Perhaps these setbacks dampened investors’ animal spirits over the holiday season. Cleantech venture capital investment totaled $817 million, down from $1.9 billion in the third quarter of the year, according to Greentech Media (Cleantech Group put third-quarter investment at $1.4 billion). Investors also pulled back on their bets a bit, with only one $100-million-plus round — that of smart-grid darling Silver Spring Networks — and less money spread across more deals.
While clean energy production continued to garner the largest share of venture capital investment, saving energy has emerged as a focus for investors as well. Solar power kept its No. 1 slot for VC investment in 2009, though its share of the overall pie shrank from about 40 percent in 2008 to about 21 percent, or $1.2 billion, according to Cleantech Group and Deloitte. But transportation and batteries, energy efficiency, biofuels, smart grid, energy storage and water management also saw respectable showings.
In the public markets, companies with a focus on saving energy — whether through making its use more efficient or storing it — picked up steam. The WilderHill New Energy Global Innovation Index of 86 clean technology stocks showed energy efficiency stocks rising 8.6 percent and power storage shares rising a whopping 25.4 percent in the fourth quarter, while solar stocks fell 8.1 percent and wind stocks dropped 4.4 percent in the same time period.

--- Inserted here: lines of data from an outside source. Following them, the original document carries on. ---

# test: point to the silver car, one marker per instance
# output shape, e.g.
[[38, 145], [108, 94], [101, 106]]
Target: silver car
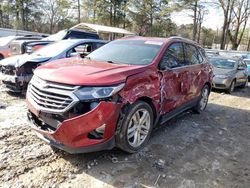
[[229, 73], [16, 71]]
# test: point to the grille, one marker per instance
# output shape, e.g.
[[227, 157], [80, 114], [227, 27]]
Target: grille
[[9, 70], [51, 97]]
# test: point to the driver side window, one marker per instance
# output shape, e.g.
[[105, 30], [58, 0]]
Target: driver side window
[[173, 56], [82, 49]]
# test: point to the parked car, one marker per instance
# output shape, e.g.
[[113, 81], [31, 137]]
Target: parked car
[[5, 44], [18, 47], [79, 31], [116, 95], [247, 61], [17, 71], [229, 73], [212, 53]]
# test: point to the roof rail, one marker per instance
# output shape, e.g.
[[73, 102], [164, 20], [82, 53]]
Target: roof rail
[[178, 37]]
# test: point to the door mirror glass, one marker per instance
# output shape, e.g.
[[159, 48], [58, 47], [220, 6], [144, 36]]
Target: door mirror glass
[[73, 54]]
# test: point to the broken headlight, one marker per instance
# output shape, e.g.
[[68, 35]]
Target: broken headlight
[[90, 93]]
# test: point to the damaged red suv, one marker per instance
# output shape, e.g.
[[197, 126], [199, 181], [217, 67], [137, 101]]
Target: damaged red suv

Of course, the cleantech sector also produced the hottest IPOs of 2009: the $380 million debut of lithium-ion battery maker A123 Systems in the United States, and that of China Longyuan Electric Power Group, a China-based wind power producer, which raised $2.2 billion in its fourth-quarter public offering. Those, in turn, have opened hopes for more to come. Solar module encapsulant maker STR Holdings raised $123 million in a late fourth-quarter public offering, and thin-film solar module maker Solyndra and biocatalyst developer Codexis filed much-anticipated IPO papers in December, setting the stage for a revival of the moribund public markets as a funder of green companies.

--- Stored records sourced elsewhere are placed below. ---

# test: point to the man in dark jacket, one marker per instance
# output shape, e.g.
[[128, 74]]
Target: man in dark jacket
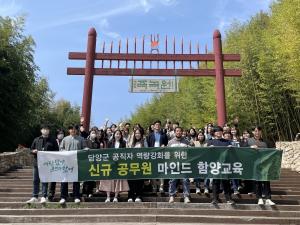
[[41, 143], [158, 139], [220, 141]]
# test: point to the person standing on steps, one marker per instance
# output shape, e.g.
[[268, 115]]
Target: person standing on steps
[[262, 187], [73, 142], [179, 141], [41, 143]]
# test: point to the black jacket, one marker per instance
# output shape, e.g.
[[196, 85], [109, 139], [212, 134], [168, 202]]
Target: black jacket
[[111, 144], [163, 139], [43, 144]]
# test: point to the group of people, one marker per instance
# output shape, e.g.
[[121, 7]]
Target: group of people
[[171, 135]]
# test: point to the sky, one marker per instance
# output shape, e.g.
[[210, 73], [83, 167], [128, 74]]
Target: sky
[[61, 26]]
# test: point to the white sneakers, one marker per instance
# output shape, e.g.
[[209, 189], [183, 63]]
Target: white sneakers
[[187, 200], [269, 202], [161, 189], [43, 200], [260, 201], [206, 191], [171, 200], [32, 200], [138, 200], [62, 201]]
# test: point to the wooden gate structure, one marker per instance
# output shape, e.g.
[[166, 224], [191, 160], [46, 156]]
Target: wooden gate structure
[[115, 69]]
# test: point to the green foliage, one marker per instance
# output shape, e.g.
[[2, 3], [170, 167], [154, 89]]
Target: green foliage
[[268, 93], [26, 100]]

At the same time, corporate giants are acquiring their way into the cleantech revolution, and the deals are getting larger. The $418 million acquisition of solar thermal power company Solel by German giant Siemens in the fourth quarter set a good example, as did the $200 million bid for solar project developer-financer SunEdison by China’s MEMC. Of course, the biggest corporate acquisition will be the $4.6-billion takeover of Sanyo by fellow Japanese giant Panasonic, combining the two companies’ strengths in batteries, solar cells and a host of consumer electronics and appliances.

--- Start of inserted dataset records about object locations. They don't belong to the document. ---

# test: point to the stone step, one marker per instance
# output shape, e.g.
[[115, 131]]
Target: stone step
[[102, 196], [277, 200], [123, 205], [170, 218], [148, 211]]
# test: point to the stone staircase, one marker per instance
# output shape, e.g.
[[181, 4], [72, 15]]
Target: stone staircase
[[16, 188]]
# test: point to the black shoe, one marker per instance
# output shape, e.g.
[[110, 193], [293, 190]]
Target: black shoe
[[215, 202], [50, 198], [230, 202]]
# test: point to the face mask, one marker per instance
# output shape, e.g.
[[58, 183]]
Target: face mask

Another big acquisition was the $539 million purchase of solar panel manufacturing line maker Apollo Precision by RBI Holdings, a Hong Kong toy company — a move underscoring China’s growing might in clean technologies. Last year’s cleantech investment figures would have been a lot worse without Asia’s big push into renewable energy, particularly wind energy in China, according to the Cleantech Group and Deloitte. Another report from Bloomberg New Energy Finance reported that Asian cleantech investment, at $37.3 billion, outstripped the $32 billion invested in North and South America for the first time in 2009, although Europe, Africa and the Middle East led the pack with $42 billion invested.